À ce titre, on a également droit à des intervenants secondaires soignés dans leur présentation. Ils ne font pas office de remplissage et apportent une contribution notable à l’avancée des investigations. De même, on apprécie cette reconstitution historique où les repères ne sont pas forcément bien établis. Bien entendu, le rapprochement avec la fin du XIXe siècle et le plein essor de la Révolution industrielle reste évident. À ce titre, une majeure partie de l’action se situe au cœur d’une fabrique de munitions. Certaines occurrences laissent néanmoins penser à la période des années 1920, comme on a pu la découvrir avec Big Brother ou encore Le Grand magicien.

Dès lors, l’intrigue se distingue par un rythme emporté et un déroulement intéressant dans son évolution. L’écheveau pour tenter de démystifier des faits apparemment insolubles s’avère plutôt bien construit et se pare de nombreuses petites subtilités.
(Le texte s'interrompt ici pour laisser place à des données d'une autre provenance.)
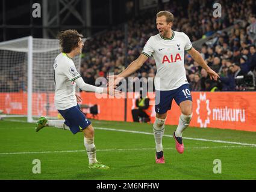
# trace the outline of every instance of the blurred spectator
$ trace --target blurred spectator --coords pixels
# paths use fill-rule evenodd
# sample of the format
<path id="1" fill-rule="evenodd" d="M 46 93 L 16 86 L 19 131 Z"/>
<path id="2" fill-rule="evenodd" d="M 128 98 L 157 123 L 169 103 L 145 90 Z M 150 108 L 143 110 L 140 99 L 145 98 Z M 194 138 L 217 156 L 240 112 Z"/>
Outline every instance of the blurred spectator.
<path id="1" fill-rule="evenodd" d="M 236 88 L 235 78 L 233 72 L 233 66 L 225 70 L 224 76 L 220 76 L 222 85 L 222 91 L 234 91 Z"/>
<path id="2" fill-rule="evenodd" d="M 256 45 L 256 16 L 254 14 L 250 16 L 251 25 L 247 28 L 247 32 L 252 43 Z"/>
<path id="3" fill-rule="evenodd" d="M 152 106 L 149 106 L 149 99 L 143 95 L 140 91 L 140 98 L 136 99 L 136 107 L 131 110 L 134 122 L 146 122 L 150 121 Z"/>
<path id="4" fill-rule="evenodd" d="M 218 91 L 219 88 L 216 86 L 216 83 L 208 79 L 204 82 L 206 91 L 215 92 Z"/>
<path id="5" fill-rule="evenodd" d="M 210 79 L 209 75 L 204 68 L 202 68 L 201 71 L 201 91 L 206 91 L 205 90 L 205 82 L 207 79 Z"/>
<path id="6" fill-rule="evenodd" d="M 254 71 L 256 67 L 256 49 L 255 45 L 250 46 L 251 57 L 249 61 L 249 65 L 250 66 L 250 70 Z"/>

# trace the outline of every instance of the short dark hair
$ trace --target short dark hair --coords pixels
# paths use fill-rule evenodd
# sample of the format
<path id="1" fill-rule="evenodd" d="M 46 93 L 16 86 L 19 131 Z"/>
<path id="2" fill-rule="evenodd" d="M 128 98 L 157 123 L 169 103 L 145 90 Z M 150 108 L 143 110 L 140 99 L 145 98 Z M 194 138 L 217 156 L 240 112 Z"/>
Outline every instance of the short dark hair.
<path id="1" fill-rule="evenodd" d="M 168 11 L 161 11 L 157 14 L 157 17 L 164 16 L 166 18 L 166 22 L 167 23 L 172 22 L 173 23 L 173 15 L 172 13 Z"/>
<path id="2" fill-rule="evenodd" d="M 83 37 L 82 34 L 74 29 L 68 29 L 59 32 L 57 38 L 60 40 L 61 52 L 65 53 L 71 52 L 78 46 L 79 38 L 83 38 Z"/>

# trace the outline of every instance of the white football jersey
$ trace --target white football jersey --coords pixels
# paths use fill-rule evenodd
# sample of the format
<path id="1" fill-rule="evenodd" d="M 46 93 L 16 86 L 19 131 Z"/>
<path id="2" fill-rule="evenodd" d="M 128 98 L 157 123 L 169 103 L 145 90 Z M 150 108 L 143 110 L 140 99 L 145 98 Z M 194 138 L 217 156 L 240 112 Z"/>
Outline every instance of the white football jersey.
<path id="1" fill-rule="evenodd" d="M 54 104 L 57 109 L 65 110 L 77 105 L 74 80 L 81 77 L 73 60 L 67 54 L 61 53 L 54 64 L 55 91 Z"/>
<path id="2" fill-rule="evenodd" d="M 172 31 L 170 38 L 158 34 L 151 36 L 146 43 L 142 53 L 153 56 L 157 65 L 155 87 L 158 91 L 177 89 L 189 83 L 184 62 L 184 50 L 192 49 L 189 37 L 184 32 Z"/>

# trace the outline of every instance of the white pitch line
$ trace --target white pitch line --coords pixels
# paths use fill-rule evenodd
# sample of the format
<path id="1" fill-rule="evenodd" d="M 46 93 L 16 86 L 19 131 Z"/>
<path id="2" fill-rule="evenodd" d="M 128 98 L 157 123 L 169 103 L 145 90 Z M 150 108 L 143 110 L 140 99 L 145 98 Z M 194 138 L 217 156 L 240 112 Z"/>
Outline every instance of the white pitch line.
<path id="1" fill-rule="evenodd" d="M 148 133 L 148 132 L 143 132 L 143 131 L 137 131 L 126 130 L 119 130 L 119 129 L 110 128 L 106 128 L 106 127 L 94 127 L 94 128 L 95 129 L 98 129 L 98 130 L 107 130 L 107 131 L 119 131 L 119 132 L 126 132 L 126 133 L 139 133 L 139 134 L 143 134 L 154 135 L 154 133 Z M 167 134 L 164 134 L 164 136 L 169 137 L 173 137 L 172 135 L 167 135 Z M 220 143 L 235 144 L 235 145 L 245 145 L 245 146 L 250 146 L 256 147 L 256 144 L 253 144 L 253 143 L 240 143 L 240 142 L 228 142 L 228 141 L 220 140 L 211 140 L 211 139 L 201 139 L 201 138 L 192 138 L 192 137 L 183 137 L 183 138 L 185 139 L 188 139 L 188 140 L 199 140 L 199 141 L 204 141 L 204 142 L 211 142 Z"/>
<path id="2" fill-rule="evenodd" d="M 202 146 L 202 147 L 191 147 L 186 148 L 186 149 L 216 149 L 216 148 L 245 148 L 245 146 Z M 173 149 L 176 150 L 174 148 L 166 148 L 165 150 Z M 155 148 L 141 148 L 141 149 L 97 149 L 97 151 L 147 151 L 155 150 Z M 55 153 L 65 153 L 65 152 L 86 152 L 86 150 L 70 150 L 70 151 L 35 151 L 35 152 L 3 152 L 0 153 L 0 155 L 20 155 L 20 154 L 55 154 Z"/>
<path id="3" fill-rule="evenodd" d="M 116 128 L 105 128 L 105 127 L 94 127 L 96 130 L 107 130 L 107 131 L 120 131 L 120 132 L 126 132 L 126 133 L 139 133 L 139 134 L 149 134 L 154 135 L 154 133 L 143 132 L 143 131 L 131 131 L 131 130 L 118 130 Z M 164 136 L 173 137 L 172 135 L 169 134 L 164 134 Z M 189 139 L 189 140 L 200 140 L 204 142 L 211 142 L 214 143 L 228 143 L 228 144 L 236 144 L 240 145 L 246 145 L 246 146 L 251 146 L 256 147 L 256 144 L 252 143 L 240 143 L 240 142 L 228 142 L 225 140 L 211 140 L 211 139 L 200 139 L 200 138 L 192 138 L 192 137 L 183 137 L 183 139 Z"/>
Rien d’insurmontable pour un public amateur rompu à un tel exercice, mais maîtrisé dans ses fondamentaux et la science de la déduction. Chaque séquence présentée n’est pas gratuite et possède son importance dans la résolution finale. Toutefois, les efforts consentis se heurtent à des handicaps de taille pour pleinement adhérer au film ou même à son orientation.

Si l’approche est clairement la réponse hongkongaise à Sherlock Holmes, elle est surtout le reflet des adaptations de Guy Ritchie. La photographie est propre, mais renvoie constamment au Londres victorien au lieu d’appuyer le contraste avec l’architecture chinoise et la culture asiatique. Il n’y a qu’à considérer les panoramas de la ville voisine de Shanghaï pour retrouver les toits de Londres. Mais cela n’est rien en comparaison de la réalisation calquée sur son modèle anglo-saxon. Jusque dans les ralentis et la manière de présenter la séquence en question, l’explosion finale plagie le passage similaire de Sherlock Holmes – Jeu d’ombres.
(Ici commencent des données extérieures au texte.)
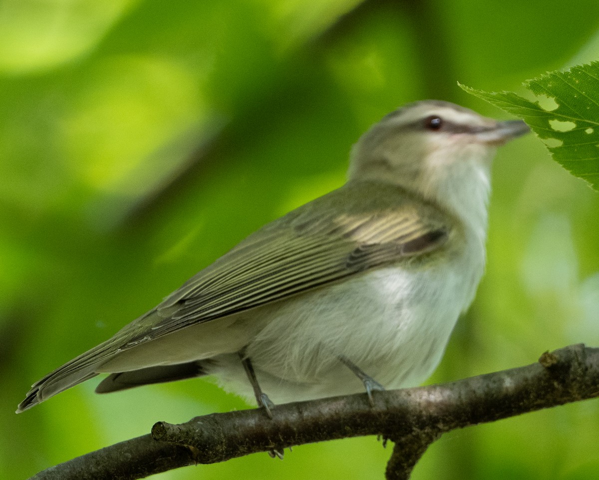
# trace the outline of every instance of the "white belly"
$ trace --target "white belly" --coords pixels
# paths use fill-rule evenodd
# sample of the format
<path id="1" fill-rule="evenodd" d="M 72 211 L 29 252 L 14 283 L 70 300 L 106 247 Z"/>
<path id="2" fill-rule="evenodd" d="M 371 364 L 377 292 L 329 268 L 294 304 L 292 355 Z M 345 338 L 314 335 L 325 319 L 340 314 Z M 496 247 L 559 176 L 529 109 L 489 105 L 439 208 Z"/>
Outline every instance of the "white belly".
<path id="1" fill-rule="evenodd" d="M 473 260 L 380 269 L 248 312 L 267 326 L 246 351 L 263 391 L 276 403 L 363 391 L 341 355 L 386 388 L 419 384 L 474 297 L 484 259 Z M 238 357 L 216 360 L 222 386 L 253 399 Z"/>

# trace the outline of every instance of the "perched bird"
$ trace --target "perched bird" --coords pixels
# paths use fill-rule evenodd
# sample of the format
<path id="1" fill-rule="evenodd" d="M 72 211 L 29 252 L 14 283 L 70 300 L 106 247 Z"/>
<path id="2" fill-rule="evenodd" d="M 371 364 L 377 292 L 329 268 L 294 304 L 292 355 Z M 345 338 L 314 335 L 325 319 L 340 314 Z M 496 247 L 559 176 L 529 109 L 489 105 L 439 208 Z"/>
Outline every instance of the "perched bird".
<path id="1" fill-rule="evenodd" d="M 438 101 L 390 113 L 354 146 L 343 187 L 47 375 L 17 412 L 105 373 L 97 392 L 213 375 L 269 413 L 420 383 L 483 275 L 495 147 L 528 131 Z"/>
Cela se confirme aussi dans la bande-son. Même si celle-ci reste trop discrète, le thème original renvoie à la rythmique des compositions de Hans Zimmer. À ce stade, il est difficile de distinguer l’aspect ultra-référentiel du pillage éhonté. Pour enfoncer le clou, le dénouement tente de complexifier inutilement l’intrigue par un dernier retournement de situation. Cette ultime révélation a beau être plausible, elle n’en demeure pas moins un épilogue poussif qui ne s’embarrasse guère d’explications fouillées. Bien amenées, celles-ci auraient pu offrir une seconde lecture appréciable. Il en ressort une pâle confrontation qui se contente d’évoquer une scène culte de Voyage au bout de l’enfer.
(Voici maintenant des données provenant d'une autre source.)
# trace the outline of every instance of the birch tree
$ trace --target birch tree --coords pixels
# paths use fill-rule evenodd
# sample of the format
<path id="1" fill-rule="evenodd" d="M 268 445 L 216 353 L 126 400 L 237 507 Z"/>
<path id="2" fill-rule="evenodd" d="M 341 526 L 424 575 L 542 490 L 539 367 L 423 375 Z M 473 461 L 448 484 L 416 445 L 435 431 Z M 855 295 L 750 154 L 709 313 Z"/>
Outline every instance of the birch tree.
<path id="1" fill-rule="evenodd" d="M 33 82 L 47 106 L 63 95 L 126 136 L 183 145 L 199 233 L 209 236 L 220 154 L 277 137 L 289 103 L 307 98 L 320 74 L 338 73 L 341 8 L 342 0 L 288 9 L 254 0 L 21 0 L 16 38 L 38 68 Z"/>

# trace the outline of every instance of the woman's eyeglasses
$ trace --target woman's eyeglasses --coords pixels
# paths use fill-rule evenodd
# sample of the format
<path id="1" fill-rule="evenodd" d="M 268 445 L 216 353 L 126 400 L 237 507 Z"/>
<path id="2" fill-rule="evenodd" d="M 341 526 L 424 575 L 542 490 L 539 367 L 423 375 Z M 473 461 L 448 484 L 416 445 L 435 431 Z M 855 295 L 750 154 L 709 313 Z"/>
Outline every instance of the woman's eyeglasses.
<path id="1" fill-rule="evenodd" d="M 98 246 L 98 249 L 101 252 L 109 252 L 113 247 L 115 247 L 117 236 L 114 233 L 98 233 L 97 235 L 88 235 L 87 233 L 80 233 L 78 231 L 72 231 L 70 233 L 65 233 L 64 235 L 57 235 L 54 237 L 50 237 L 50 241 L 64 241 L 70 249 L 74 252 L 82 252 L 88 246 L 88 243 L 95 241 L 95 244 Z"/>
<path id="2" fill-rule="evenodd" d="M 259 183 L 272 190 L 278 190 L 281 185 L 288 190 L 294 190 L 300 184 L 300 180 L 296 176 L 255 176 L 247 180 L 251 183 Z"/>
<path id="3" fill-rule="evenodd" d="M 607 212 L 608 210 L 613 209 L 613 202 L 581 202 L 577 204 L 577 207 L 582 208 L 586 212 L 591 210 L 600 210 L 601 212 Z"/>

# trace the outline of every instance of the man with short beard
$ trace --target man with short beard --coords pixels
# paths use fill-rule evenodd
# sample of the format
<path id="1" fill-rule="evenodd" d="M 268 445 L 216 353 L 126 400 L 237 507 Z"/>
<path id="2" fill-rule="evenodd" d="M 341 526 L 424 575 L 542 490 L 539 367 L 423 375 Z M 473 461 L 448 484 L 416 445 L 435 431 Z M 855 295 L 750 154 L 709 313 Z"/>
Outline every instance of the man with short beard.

Au final, Le Mystère des balles fantômes aurait pu s’avancer comme une incursion singulière et distrayante dans le domaine du policier historique. Dans sa majeure partie, l’intrigue reste plaisante à suivre et bien construite. Les personnages sont bien campés et la période est retranscrite avec soin. Toutefois, le film de Chi-Leung Law ne parvient à aucun moment à se départir de ses références, quitte à lorgner dangereusement vers le plagiat. Cela ne tient pas forcément à la présence d’un enquêteur aux capacités de déduction dignes de Sherlock Holmes, mais plutôt à une mise en scène sans imagination qui pille les idées de Guy Ritchie sans autre forme de procès. En dépit de certaines qualités, un métrage qui manque cruellement d’identité.